When I stop talking, she continues writing for another half a minute, then folds her hands, glances up at the ceiling, then back down to look into my face.
“Audrey told me she was trying to make herself feel better by taking the pills,” she says. “Do you know where she got that idea?”
“She was trying to feel better?”
“That’s not what I’m asking.”
“Okay, but where she got what idea? What are you asking?”
“I’m asking if you know where she might have gotten the idea that taking some Tylenol capsules was a thing to do if she wasn’t feeling right.”
“Well, I guess she saw me taking a few one day,” I say, “and she asked me why and I must have said something like they help me to feel better.”
“Was this recently?”
“Maybe a month ago, six weeks ago, I don’t know.”
“Any idea why she would think so many were necessary?”
I almost say she was just being thorough, like her old man. “I don’t know,” I say instead. “Honestly, that worries me a lot.”
“How many would you take?”
“Two. Just two.”
“She said she didn’t feel anything different after she took the first one,” Ms. Grier says. “So she kept taking them.”
Well, why didn’t you say so! I want to yell. Apparently, her questioning strategy is designed to sniff out lies and withholdings.
“I mean, we give her liquid medicine when she’s sick,” I say, “so maybe she was trying to take a little cupful of pills to match the amount of liquid in the cup?”
“Everybody’s thinking all the time, isn’t that right?” she says, suppressing a smirk.
“Sure,” I say.
“Did you have liquid cold medicine or liquid pain relievers in your apartment?”
“Probably. They’d be in the medicine cabinet. Pretty high. She’d have to climb up there.”
She asks me how often I see Audrey. Am I in a new relationship? Does my new companion spend the night when Audrey is present? And so on. Five minutes later, with the interview winding down, she tells me she’d like to visit my apartment on Friday to make sure it’s a safe environment for Audrey. Then there will be a report that will say whether neglect is “indicated” or “unfounded.” Pending her report, which she expects to complete by the middle of next week, she is suspending Audrey’s custody days with me, leaving Audrey in the care of her mother on those days. Apparently, she is an officer of the State of Illinois with significant discretionary powers.
“If our investigation concludes that neglect is indicated, this will go to juvenile court. If neglect is unfounded, you’ll go back on your normal custody schedule. Do you understand?”
“Yes,” I say. Before I know I’m doing it, I put both hands on my head, like a criminal being arrested.
“Thank you for your time, Mr. Grzbc.”
What I would like to do is grab Ms. Grier by her red and black lapels and scream, Can’t you see it was a fucking oversight that anyone might make! How dare you take my child from me!
Instead I say, “Thank you,” with actual sincerity. “Thank you for what you do.”

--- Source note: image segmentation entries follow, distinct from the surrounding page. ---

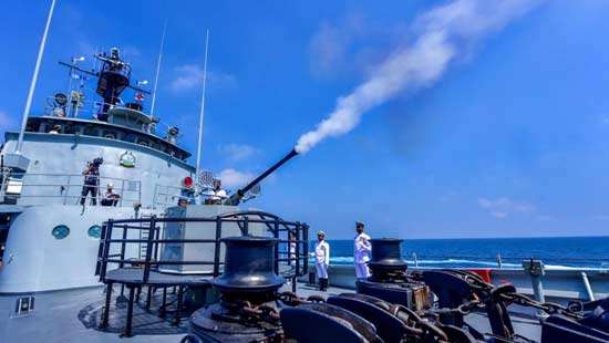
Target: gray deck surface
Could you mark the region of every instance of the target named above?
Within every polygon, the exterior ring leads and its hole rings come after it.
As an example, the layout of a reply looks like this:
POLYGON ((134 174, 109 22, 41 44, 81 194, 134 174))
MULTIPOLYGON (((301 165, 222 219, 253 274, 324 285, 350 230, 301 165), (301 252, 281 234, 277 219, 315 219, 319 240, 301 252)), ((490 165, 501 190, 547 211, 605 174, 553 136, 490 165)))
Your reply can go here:
MULTIPOLYGON (((288 287, 285 287, 288 290, 288 287)), ((336 295, 352 292, 347 289, 330 288, 321 293, 316 288, 298 284, 298 295, 309 297, 313 294, 336 295)), ((161 292, 153 297, 153 305, 145 310, 145 290, 142 292, 140 303, 134 306, 133 332, 135 336, 121 337, 126 313, 126 303, 116 304, 115 295, 118 295, 120 287, 114 287, 110 325, 105 331, 96 329, 104 302, 103 288, 66 290, 35 294, 35 310, 29 315, 14 318, 11 315, 19 295, 0 297, 0 342, 172 342, 176 343, 184 336, 187 330, 187 318, 184 318, 178 326, 172 325, 173 313, 167 313, 165 319, 157 315, 161 292), (118 308, 117 308, 118 306, 118 308)), ((126 294, 126 292, 125 292, 126 294)), ((168 294, 168 301, 173 300, 168 294)), ((171 310, 171 308, 169 308, 171 310)), ((467 322, 481 330, 488 332, 487 320, 483 314, 469 314, 467 322)), ((539 340, 540 326, 537 320, 524 316, 514 318, 516 332, 522 335, 539 340)))

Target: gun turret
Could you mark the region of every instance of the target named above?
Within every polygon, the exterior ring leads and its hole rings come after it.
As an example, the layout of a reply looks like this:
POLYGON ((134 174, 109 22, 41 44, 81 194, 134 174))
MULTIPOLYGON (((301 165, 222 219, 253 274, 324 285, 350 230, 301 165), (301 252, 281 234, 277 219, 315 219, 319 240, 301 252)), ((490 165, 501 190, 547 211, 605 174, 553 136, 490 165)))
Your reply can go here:
POLYGON ((277 170, 277 168, 281 167, 283 164, 286 164, 289 159, 298 155, 296 149, 292 149, 281 160, 272 165, 272 167, 268 168, 265 173, 260 174, 257 178, 255 178, 252 181, 247 184, 244 188, 238 189, 234 195, 231 195, 228 199, 224 201, 224 205, 233 205, 237 206, 239 202, 241 202, 241 199, 248 193, 251 188, 254 188, 256 185, 260 184, 262 179, 265 179, 267 176, 269 176, 272 172, 277 170))

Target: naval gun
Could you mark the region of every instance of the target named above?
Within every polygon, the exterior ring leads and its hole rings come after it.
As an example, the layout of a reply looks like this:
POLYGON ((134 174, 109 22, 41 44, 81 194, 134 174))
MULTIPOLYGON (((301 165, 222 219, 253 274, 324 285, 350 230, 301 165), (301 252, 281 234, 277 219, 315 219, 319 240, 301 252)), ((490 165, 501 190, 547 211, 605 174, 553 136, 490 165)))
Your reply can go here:
POLYGON ((265 173, 260 174, 258 177, 256 177, 254 180, 251 180, 249 184, 247 184, 244 188, 237 189, 235 194, 233 194, 229 198, 227 198, 224 201, 224 205, 231 205, 237 206, 239 202, 241 202, 241 199, 244 196, 254 187, 260 184, 265 178, 267 178, 272 172, 277 170, 277 168, 285 165, 288 160, 290 160, 292 157, 298 155, 298 152, 296 149, 291 149, 283 158, 281 158, 278 163, 272 165, 270 168, 265 170, 265 173))

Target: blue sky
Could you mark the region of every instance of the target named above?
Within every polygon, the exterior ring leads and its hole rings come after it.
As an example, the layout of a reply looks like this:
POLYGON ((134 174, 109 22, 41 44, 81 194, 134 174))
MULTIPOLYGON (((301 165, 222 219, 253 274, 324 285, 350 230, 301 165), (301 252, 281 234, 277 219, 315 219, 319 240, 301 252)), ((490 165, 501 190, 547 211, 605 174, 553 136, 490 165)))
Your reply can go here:
MULTIPOLYGON (((20 121, 50 1, 0 3, 0 129, 20 121)), ((66 87, 56 61, 117 45, 153 80, 156 113, 196 148, 205 29, 210 60, 203 164, 238 184, 416 38, 451 1, 59 0, 33 113, 66 87)), ((609 3, 555 0, 467 44, 433 83, 399 92, 298 156, 250 206, 351 238, 606 235, 609 3)), ((473 23, 475 24, 475 23, 473 23)), ((90 97, 93 94, 90 93, 90 97)))

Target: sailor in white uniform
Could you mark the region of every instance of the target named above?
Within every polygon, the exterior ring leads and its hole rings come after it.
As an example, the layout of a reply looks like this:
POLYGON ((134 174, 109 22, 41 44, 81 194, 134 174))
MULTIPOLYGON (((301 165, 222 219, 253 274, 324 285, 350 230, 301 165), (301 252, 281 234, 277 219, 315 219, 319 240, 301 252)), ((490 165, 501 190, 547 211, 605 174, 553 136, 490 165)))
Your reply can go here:
POLYGON ((363 231, 363 222, 355 222, 355 241, 353 246, 353 261, 355 262, 355 277, 358 280, 368 279, 370 277, 370 269, 368 269, 368 261, 370 261, 370 252, 372 246, 370 243, 370 236, 363 231))
POLYGON ((319 279, 319 290, 324 292, 328 289, 328 266, 330 266, 330 245, 326 241, 323 231, 317 232, 316 243, 316 270, 319 279))

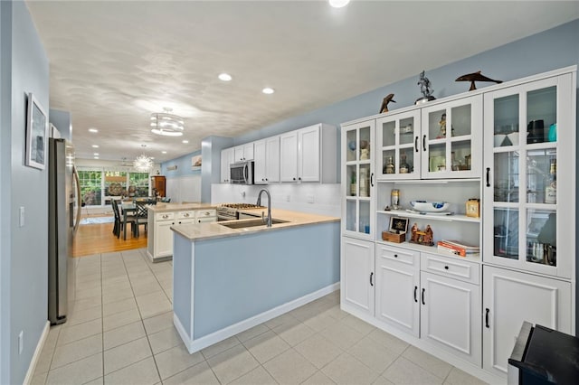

“Medicines in the medicine cabinet,” she says, closing her legal pad holder with a sigh. “That’s what I do.”
“Of course.”
“Glad to hear Audrey’s doing well.” She gets up with effort. “Good afternoon.”
Once my surface embarrassment burns off and I can bracket the whole “being suspected of child neglect” thing, which, it turns out, is not easy, I’m left cautiously embracing a new and relatively joyous possibility: Audrey was not trying to hurt herself; she was trying to help herself.
If this is true, I can deal with everything else.
—
A moment alone with Audrey to confirm her motivations for taking the pills does not come until the third and final day of her hospital stay, after many thousands of hours of Cartoon Network and stupefying awkwardness as Milena, Steve, Audrey, and I share the same space. Steve is polite, alternately ignoring me and questioning me as if I am a long-lost uncle of Audrey’s with an intriguing musical hobby. Milena mostly acts as if both of us are not there, focusing on Audrey or going down to the family lounge to make phone calls. At last, Steve and Milena go for lunch in the cafeteria.
While we’re watching a SpongeBob episode, I turn to Audrey and say, “You’ve been a great kid during all of this. Very brave.”
“I’m sorry I took your medicine,” she says. Her voice quavers slightly.
“No, that’s my fault, babe. I’m sorry I left it out. I didn’t explain about it like I should have.”
She nods.
“But now we know, right?”
“Now we know!” she says with some happy excitement. She leans forward into a sitting position.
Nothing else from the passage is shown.